By Amy Blumenthal
Brain-machine interface systems can restore movement to disabled patients by turning their thoughts into movement, for example allowing them to move computer cursors or operate robotic limbs. These systems implant an electrode array in the brain to collect the neural activity and use a mathematical algorithm to estimate the subject’s intended movement from this activity in real time.
“To make these systems clinically-viable, their performance—how fast and accurately they can be operated by subjects—needs to significantly improve,” says Maryam Shanechi, Viterbi Early Career Chair in the Ming Hsieh Department of Electrical and Computer Engineering, who works at the intersection of neuroscience and electrical engineering to develop neurotechnologies for treatment of neurological disorders.
However, the performance of neuroprosthetic algorithms, has plateaued since 2010, says Shanechi. “This creates the need to investigate and develop new designs to break through the existing plateau,” she says.
A new study by USC Professor Maryam Shanechi and UC Berkeley Professor Jose Carmena, and colleagues offers a new mathematical algorithm that significantly improves the speed and accuracy by which subjects can move a neuroprosthetic compared to existing systems. The study, “Rapid Control and Feedback Rates Enhance Neuroprosthetic Control,” appearing this month in Nature Communications, puts forth a new state-of-the-art algorithm for the neuroprosthetic field and helps pave the way for clinical viability.
This new algorithm was inspired by ideas from control theory, a branch of electrical engineering that can be used to investigate how movements are optimally controlled. The researchers set out to study whether allowing the brain to send control commands to the prosthetic at rapid rates, i.e., every millisecond, could improve neuroprosthetic performance. In order to test their hypotheses, they developed a new algorithm that for the first time, enabled subjects to operate the neuroprosthetic at rapid millisecond-by-millisecond time-scales.
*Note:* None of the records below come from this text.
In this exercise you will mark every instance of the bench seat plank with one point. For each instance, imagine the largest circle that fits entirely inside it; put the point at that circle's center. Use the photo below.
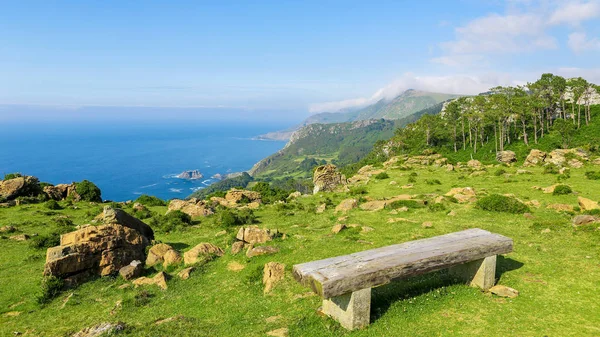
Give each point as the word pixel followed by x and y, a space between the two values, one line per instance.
pixel 343 274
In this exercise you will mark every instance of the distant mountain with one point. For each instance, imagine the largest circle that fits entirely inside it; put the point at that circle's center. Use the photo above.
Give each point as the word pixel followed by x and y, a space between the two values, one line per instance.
pixel 403 105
The researchers recorded the subjects’ brain activity consisting of the spikes of 15-33 neurons. The spikes from each neuron indicate the time-points at which that neuron fires an action potential. They then used concepts from control theory to train and build a point process filter algorithm that modeled the spikes as a time-series of zeros and ones. A ‘zero’ at a given time indicated the absence of an action potential at that time. Similarly, a ‘one’ at a given time indicated the presence of an action potential at that time. By modeling the spikes in this way, their new algorithm allowed the subjects to move the position of a cursor on a computer display every millisecond unlike prior designs based on Kalman filter algorithms that moved at much slower time-scales, i.e., only once every 50-100 milliseconds.
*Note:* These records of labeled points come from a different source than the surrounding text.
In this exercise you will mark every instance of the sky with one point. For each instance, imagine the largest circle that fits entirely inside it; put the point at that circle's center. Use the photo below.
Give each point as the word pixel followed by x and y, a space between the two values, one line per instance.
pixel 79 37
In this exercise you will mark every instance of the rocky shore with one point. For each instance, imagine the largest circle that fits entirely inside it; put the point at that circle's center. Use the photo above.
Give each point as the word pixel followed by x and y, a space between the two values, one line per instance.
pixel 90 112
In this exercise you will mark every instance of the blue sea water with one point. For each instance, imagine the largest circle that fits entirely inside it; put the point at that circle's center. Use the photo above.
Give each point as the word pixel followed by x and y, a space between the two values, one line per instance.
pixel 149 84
Using this new neuroprosthetic, the researchers tested whether the increased control rates could improve subjects’ speed and accuracy in performing various cursor movement tasks on a computer screen, e.g., moving from one target location to another or avoiding obstacles during movements. The hope was that their novel approach would account for the speed at which the brain could put out commands to move the cursor.
What they found was that increasing the control rate by allowing the brain to rapidly send control commands to the cursor enhanced neuroprosthetic performance—enabling subjects to perform the task faster and more accurately. Moreover, increasing the feedback rate by rapidly displaying the cursor movement to the subject further improved their performance. These results showed that the subjects’ brains did in fact have the ability to exploit a faster rate of control and a faster rate of feedback than existing neuroprosthetics were allowing. Comparing to the standard Kalman filter algorithm, they showed that their new algorithm increased performance by 32 percent on average across months of experiments.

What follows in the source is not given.